The documentation here is documenting the “end_epoch” option, but it seems that it isn’t recognized. Instead, I found the recognized “epochs” option, that isn’t in the documentation:
http://opennmt.net/OpenNMT/details/train/

guillaumekln · January 19, 2017, 9:17am

You can’t change the vocabulary when continuing a training.

It is a recent change.
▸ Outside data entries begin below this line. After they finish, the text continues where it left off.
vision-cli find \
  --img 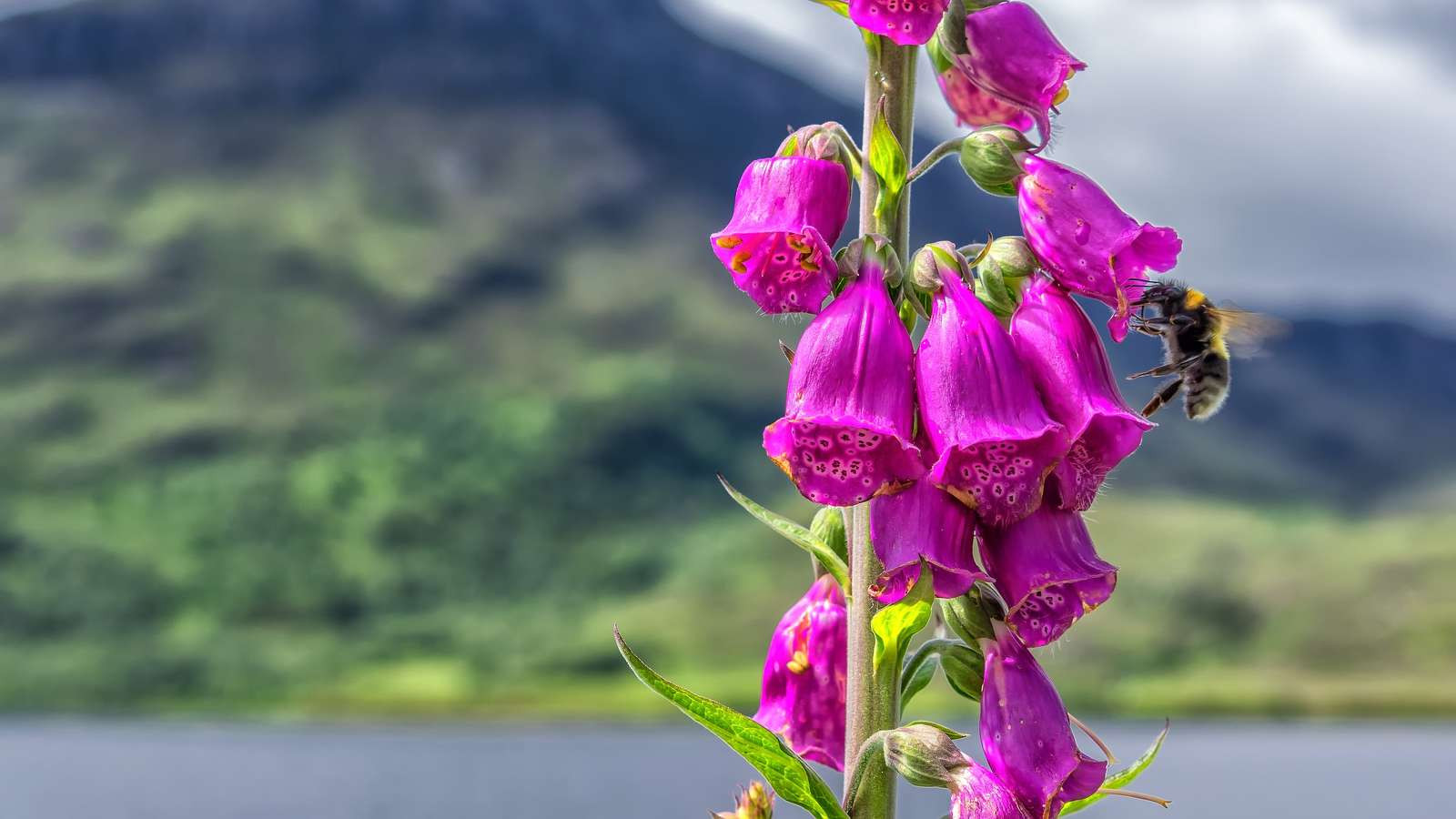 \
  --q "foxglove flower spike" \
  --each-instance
[711,156,849,313]
[1010,277,1155,510]
[753,576,849,771]
[763,238,925,506]
[1016,156,1182,341]
[980,504,1117,645]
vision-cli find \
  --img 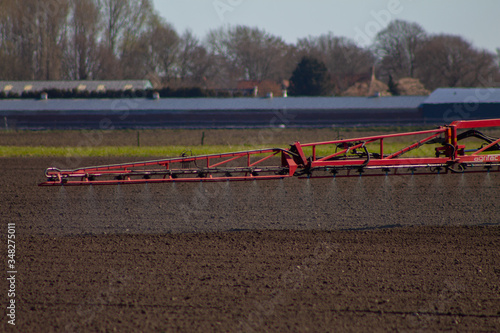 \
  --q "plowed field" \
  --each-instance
[0,158,500,332]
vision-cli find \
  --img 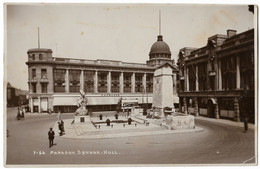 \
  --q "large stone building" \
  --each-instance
[26,35,178,112]
[178,29,255,122]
You should update your code.

github.com

OpenNMT/OpenNMT/blob/master/CHANGELOG.md

## [Unreleased]

### Breaking changes

### New features

* Introduce hook mechanism for additional customization of workflows
* Sentence-level negative log-likelihood criterion for sequence tagging
* '-' stands for stdin for inference tools (translate, lm, tag)

### Fixes and improvements

* Fix beam-size 1 broken with lexical constraints

## [v0.9.7](https://github.com/OpenNMT/OpenNMT/releases/tag/v0.9.7) (2017-12-19)

### Fixes and improvements

* Fix detokenization when replaced target tokens contain spaces

This file has been truncated. show original

Etienne38 · January 19, 2017, 9:22am

Please, can you give me a link that explain how to properly re-launch a training on a new data set ?

Etienne38 · January 19, 2017, 9:26am

I think I have to use “-src_vocab” and “-tgt_vocab” in “preprocess.lua”…

guillaumekln · January 19, 2017, 9:32am

That is correct. Just reuse the .dict files generated with the initial dataset.